Considering YC only started in 2005, it is too early to say how many "made it", the definition of which is ambiguous in the first place.

This spreadsheet has a list of YC companies along with whether or not they are dead or have exited: http://spreadsheets.google.com/ccc?key=0AkkhSN3vaY4jdF90b1l1...


Great list. Surprisingly, I hadn't even heard of YC's most successful exit (Divvyshot, acquired by Facebook at 20M$).


How sure are you of that $20m number? It sounds high.


Not sure at all... I took it from the spreadsheet.


I'm the guy who keeps/maintains the spreadsheet.

ALL of the exit values (except 1 or 2) are my personal estimates and educated guesses... nothing more. I'm always happy to revise them with better information!


Why did you guess $20MM for Divvyshot?


Honestly, I can't remember. But more than happy to change it with better (or for that matter... any) reasoning!


All of your exit numbers seem crazy high. I'm left wondering if it's just wishful thinking, or if I'm way underestimating how much companies will shell out in talent acquisitions.


One number that I know for sure (it was publicized at the time) is Omnisio for $15 million. At that point it was about six months or so into the life of the company, which seems crazy high to me.

TechStars at least publicizes whether the exits are > or < $2million, which can be a helpful guide...


$20M would be awesome deal for Sam - a self funded (?) single founder led company...

I'd bet under $10M, probably closer to $5M. Based on me sitting in my chair knowing nothing.


Unless you have something supporting an estimate, I wouldn't put anything in at all.

If your guess is no better than the reader's, I think it's best to provide the relevant information you know, and let us draw our own conclusions.


Interesting that you would call it the most successful, given that the general consensus on tech blogs (whatever that's worth) is that it was a talent acquisition/distress sale. I think the founder's statement came across as an unhappy ending (not what he envisioned, but that could have just been the way I read into it). It was a pretty cool interface for a photo site but unfortunately the most memorable thing I knew about the company was the drama with that teen from techcrunch trying to have the Divvyshot founder buy him a Mac to get favorable coverage on Techcrunch.com

I'm about to start work as a new employee at a YC alumni, hopefully we'll do better!

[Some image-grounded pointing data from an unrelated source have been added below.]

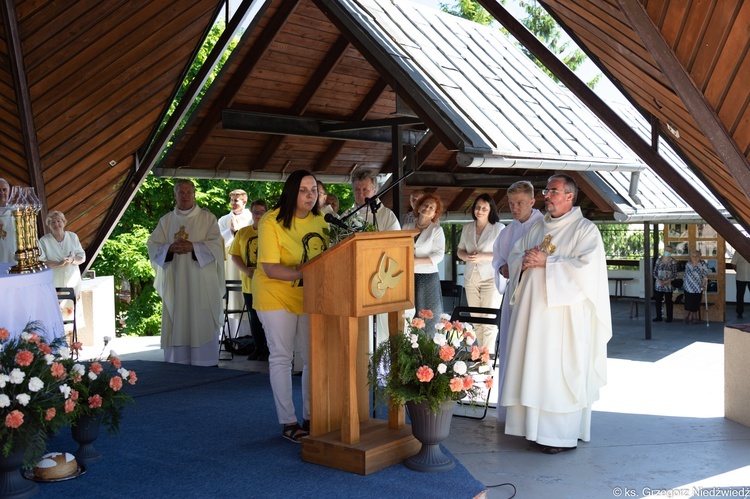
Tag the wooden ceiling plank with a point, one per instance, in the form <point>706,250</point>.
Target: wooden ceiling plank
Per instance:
<point>693,99</point>
<point>23,101</point>
<point>233,86</point>
<point>666,171</point>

Well, as an investment, that's somewhere around a 50-100x exit for YC, if their investment in it was roughly along the same lines as the terms they currently offer. And the founders didn't do too badly either, walking away with $millions. I mean, they sold for more than Reddit!


That figure has not been verified.


How do you know?


Just computed from the reported $20m exit, and the typical investment sizes / equity proportion that YC typically does. (I have no particular knowledge of whether the $20m figure is accurate or not.)